Instantly share code, notes, and snippets.

@deanlandolt
Last active August 28, 2015 03:44
Show Gist options
  • Save deanlandolt/c1f8ba0d785d5b7ca80f to your computer and use it in GitHub Desktop.
Save deanlandolt/c1f8ba0d785d5b7ca80f to your computer and use it in GitHub Desktop.

INTERVALS

Intervals are the basic unit of composition for ltgt-style queries over a keyspace. Below is a list of some typical intervals in standard interval notion, translated to ltgt queries...

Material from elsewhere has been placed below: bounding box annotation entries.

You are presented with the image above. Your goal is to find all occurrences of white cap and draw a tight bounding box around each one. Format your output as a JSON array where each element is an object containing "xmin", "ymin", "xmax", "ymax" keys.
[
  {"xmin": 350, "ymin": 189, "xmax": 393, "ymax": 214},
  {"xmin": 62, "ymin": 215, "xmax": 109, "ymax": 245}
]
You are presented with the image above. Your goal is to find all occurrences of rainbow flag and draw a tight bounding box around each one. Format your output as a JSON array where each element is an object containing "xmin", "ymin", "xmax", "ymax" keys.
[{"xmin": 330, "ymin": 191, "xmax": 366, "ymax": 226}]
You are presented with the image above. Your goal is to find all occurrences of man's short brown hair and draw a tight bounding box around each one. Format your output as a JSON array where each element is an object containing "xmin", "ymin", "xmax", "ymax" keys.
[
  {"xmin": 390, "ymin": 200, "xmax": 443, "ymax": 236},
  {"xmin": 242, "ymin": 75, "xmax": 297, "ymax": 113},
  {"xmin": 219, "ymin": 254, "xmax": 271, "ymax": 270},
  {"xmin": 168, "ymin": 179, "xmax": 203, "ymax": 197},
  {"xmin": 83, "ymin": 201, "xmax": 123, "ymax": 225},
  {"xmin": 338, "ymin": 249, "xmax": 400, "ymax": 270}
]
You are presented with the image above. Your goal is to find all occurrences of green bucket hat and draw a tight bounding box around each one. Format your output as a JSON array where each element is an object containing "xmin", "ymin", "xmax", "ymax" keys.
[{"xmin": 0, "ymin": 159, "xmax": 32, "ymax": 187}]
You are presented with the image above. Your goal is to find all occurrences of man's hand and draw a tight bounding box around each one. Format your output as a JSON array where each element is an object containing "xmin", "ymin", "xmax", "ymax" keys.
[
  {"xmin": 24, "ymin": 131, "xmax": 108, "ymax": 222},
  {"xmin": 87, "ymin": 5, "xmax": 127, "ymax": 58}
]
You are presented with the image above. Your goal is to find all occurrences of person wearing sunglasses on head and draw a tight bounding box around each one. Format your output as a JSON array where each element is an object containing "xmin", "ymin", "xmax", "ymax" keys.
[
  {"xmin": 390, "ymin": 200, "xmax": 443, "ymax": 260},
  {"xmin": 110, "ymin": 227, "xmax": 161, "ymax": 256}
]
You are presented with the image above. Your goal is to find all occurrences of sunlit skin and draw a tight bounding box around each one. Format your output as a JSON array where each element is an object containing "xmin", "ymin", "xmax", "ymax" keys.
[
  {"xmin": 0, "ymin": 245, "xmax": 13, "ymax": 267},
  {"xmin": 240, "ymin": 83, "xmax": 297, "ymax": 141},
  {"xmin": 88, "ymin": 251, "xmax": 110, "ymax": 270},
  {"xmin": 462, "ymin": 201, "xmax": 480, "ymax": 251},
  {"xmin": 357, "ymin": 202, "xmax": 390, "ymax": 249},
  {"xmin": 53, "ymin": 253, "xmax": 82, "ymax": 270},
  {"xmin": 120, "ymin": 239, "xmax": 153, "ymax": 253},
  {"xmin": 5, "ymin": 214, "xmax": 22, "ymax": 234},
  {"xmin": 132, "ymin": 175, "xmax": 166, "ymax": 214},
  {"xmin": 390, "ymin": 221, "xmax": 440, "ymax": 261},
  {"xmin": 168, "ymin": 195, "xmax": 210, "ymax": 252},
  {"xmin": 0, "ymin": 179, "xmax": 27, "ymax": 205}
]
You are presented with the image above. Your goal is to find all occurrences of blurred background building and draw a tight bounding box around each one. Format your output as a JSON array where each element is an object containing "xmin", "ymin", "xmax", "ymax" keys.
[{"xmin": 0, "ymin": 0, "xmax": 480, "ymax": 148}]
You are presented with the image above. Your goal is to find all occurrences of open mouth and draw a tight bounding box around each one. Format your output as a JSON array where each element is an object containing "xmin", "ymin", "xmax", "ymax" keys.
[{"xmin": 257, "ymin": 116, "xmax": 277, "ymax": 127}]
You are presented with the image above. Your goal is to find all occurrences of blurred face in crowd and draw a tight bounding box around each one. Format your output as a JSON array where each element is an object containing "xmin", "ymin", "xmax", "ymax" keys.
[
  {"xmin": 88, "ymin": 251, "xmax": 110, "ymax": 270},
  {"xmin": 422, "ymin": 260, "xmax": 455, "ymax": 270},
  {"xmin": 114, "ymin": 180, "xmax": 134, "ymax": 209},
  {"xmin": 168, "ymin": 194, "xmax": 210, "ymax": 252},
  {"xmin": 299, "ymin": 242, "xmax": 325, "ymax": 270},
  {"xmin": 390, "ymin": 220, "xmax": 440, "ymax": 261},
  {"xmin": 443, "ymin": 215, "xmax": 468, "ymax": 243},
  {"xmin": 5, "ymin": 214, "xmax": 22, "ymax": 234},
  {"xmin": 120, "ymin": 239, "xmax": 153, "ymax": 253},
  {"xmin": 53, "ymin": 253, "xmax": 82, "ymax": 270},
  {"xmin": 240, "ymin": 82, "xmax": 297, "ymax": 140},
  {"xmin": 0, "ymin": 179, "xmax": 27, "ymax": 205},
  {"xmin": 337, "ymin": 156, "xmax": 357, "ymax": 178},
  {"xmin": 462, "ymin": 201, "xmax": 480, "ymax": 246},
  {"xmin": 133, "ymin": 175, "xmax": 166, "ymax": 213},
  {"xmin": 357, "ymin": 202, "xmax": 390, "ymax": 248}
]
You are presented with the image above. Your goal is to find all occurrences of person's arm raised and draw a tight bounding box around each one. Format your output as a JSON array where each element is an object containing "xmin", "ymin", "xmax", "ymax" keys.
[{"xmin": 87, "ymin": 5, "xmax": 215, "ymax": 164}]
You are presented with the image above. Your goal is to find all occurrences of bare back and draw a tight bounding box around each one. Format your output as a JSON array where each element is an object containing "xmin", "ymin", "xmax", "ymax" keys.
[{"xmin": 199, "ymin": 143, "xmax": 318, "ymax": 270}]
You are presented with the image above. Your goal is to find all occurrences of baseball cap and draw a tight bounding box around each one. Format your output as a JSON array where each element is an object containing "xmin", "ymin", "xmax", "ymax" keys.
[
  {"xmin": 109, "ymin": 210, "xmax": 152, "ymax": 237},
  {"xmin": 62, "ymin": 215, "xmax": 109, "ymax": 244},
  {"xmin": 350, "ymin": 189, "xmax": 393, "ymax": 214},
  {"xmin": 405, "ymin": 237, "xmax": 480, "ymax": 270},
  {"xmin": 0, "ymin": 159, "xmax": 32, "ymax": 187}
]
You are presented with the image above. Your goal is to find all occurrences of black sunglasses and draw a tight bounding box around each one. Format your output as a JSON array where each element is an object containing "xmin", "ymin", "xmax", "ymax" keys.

// closed/open: [0,100) ->
{ gte: 0, lt: 100

// open/closed: (0,100] ->
{ gt: 0, lte: 100 }

// open, e.g. posiive reals: (0,Infinity) ->
{ gt: 0, lt: Infinity }

// closed, e.g. non-negative extended reals: [0,Infinity] ->
{ gte: 0, lte: Infinity }

// NB: `++\ff` implies concatenating high bytes outside valid UTF-8 range
// closed root interval, e.g. /^c.*/, or ['c','c'++\ff) ->
{ gte: 'c', lte: 'c'++\uffff }

// closed root interval on an arbitrary string, e.g. /^foo.*/, or ['foo', 'foo' ++ \uffff)
{ gte: 'foo', lte: 'foo'++\uffff }

// open root interval, e.g. /^foo.+/, or ['foo\0','foo'++\ff)
{ gte: 'foo\0', lt: 'foo'++\uffff }

RANGES

A range is a list of one or more intervals.

This is typically an undiscriminated union, i.e. the set-theoretic disjunction of some set of intervals:

// (0,100] | [1000,2000) ->
[{ gt: 0, lte: 100 }, { gte: 1000, lt: 2000 }]

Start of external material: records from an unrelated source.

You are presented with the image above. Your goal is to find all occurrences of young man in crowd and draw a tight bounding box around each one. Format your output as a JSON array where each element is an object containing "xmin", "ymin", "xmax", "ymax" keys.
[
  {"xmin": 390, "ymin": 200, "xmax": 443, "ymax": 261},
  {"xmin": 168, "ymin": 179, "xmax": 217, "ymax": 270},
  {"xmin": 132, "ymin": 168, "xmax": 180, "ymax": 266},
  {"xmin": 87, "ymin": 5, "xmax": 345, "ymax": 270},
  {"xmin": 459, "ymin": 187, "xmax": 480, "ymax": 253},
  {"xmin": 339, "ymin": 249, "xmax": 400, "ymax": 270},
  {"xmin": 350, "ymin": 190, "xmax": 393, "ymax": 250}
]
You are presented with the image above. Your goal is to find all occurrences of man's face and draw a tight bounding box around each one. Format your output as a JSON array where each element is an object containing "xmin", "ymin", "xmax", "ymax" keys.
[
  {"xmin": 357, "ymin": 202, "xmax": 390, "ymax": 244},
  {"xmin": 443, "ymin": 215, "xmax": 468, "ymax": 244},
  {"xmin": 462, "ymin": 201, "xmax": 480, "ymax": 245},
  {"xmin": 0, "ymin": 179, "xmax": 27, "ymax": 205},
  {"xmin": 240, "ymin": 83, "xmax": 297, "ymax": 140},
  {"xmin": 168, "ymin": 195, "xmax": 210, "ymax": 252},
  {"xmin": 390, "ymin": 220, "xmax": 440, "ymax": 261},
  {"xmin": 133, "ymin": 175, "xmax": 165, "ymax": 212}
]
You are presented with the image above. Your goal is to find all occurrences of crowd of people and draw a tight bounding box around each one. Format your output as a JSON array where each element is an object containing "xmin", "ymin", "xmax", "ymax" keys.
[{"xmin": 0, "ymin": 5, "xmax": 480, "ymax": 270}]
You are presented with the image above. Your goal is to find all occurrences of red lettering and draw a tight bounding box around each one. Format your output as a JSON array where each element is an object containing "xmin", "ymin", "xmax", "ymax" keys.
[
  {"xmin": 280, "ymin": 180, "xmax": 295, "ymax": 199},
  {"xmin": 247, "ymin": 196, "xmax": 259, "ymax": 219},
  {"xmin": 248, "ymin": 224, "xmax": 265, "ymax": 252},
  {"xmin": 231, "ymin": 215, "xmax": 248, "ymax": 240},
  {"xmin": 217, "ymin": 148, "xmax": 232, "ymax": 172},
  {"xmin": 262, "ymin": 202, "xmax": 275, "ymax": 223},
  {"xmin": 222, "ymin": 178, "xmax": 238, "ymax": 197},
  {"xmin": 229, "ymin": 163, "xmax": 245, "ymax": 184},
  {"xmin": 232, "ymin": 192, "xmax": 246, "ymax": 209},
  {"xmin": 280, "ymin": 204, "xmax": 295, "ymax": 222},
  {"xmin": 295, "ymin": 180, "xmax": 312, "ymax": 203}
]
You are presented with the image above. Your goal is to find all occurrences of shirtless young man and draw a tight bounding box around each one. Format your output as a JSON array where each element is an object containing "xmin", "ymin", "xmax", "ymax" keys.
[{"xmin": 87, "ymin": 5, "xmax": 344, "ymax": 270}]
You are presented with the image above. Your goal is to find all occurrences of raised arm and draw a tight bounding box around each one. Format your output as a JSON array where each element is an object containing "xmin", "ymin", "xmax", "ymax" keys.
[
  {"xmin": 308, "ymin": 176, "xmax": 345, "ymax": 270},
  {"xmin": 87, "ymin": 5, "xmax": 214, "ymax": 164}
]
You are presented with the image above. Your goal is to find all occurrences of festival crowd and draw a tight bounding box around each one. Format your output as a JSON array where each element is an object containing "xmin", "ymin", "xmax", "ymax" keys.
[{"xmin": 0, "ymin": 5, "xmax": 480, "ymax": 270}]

Overlapping intervals within a range can be collapsed down to single intervals:

// (0,100] | [50,150) ->
{ gt: 0, lt: 150 }

Adjacent intervals may also be collapsed, so long as at least one the two adjecent boundary points is closed:

// (0,50] | (50,100) ->
{ gt: 0, lt: 100 }

// (0,50] | [50,100) ->
{ gt: 0, lt: 100 }

// (0,50) | [50,100) ->
{ gt: 0, lt: 100 }

// (0,50) | (50,100) ->
[{ gt: 0, lt: 50 }, { gt: 50, lt: 100 }]

DISCRIMINATED RANGES

NB: this idea is kind of interesting in the context of using exhaustive pattern matching to define queries, but not at all necessary.

Another way to think about ranges of intervals is as a disjoint union, or tagged sum. From this perspective, overlapping intervals shouldn't be collapsed:

// [0,50) + [50,100) ->
[{ gte: 0, lt: 50 }, { gte: 50, lt: 100 }]

This is distinct from the an undiscriminated union, where overlapping intervals may be unioned together:

// [0,50) | [50,100) ->
{ gte: 0, lt: 100 }

Discriminated ranges are equivalent to their undiscrimated counterparts when no intervals overlap. This is reflected within the data structure:

// discriminated range:
// [0,50) + (50,100) ->
[{ gte: 0, lt: 50 }, { gt: 50, lt: 100 }]

// undiscriminated range (completely identical):
// [0,50) | (50,100) ->
[{ gte: 0, lt: 50 }, { gt: 50, lt: 100 }]

Thus, discriminated ranges are information-preserving, allowing for properties like the ability to use exhaustive pattern matching to author queries.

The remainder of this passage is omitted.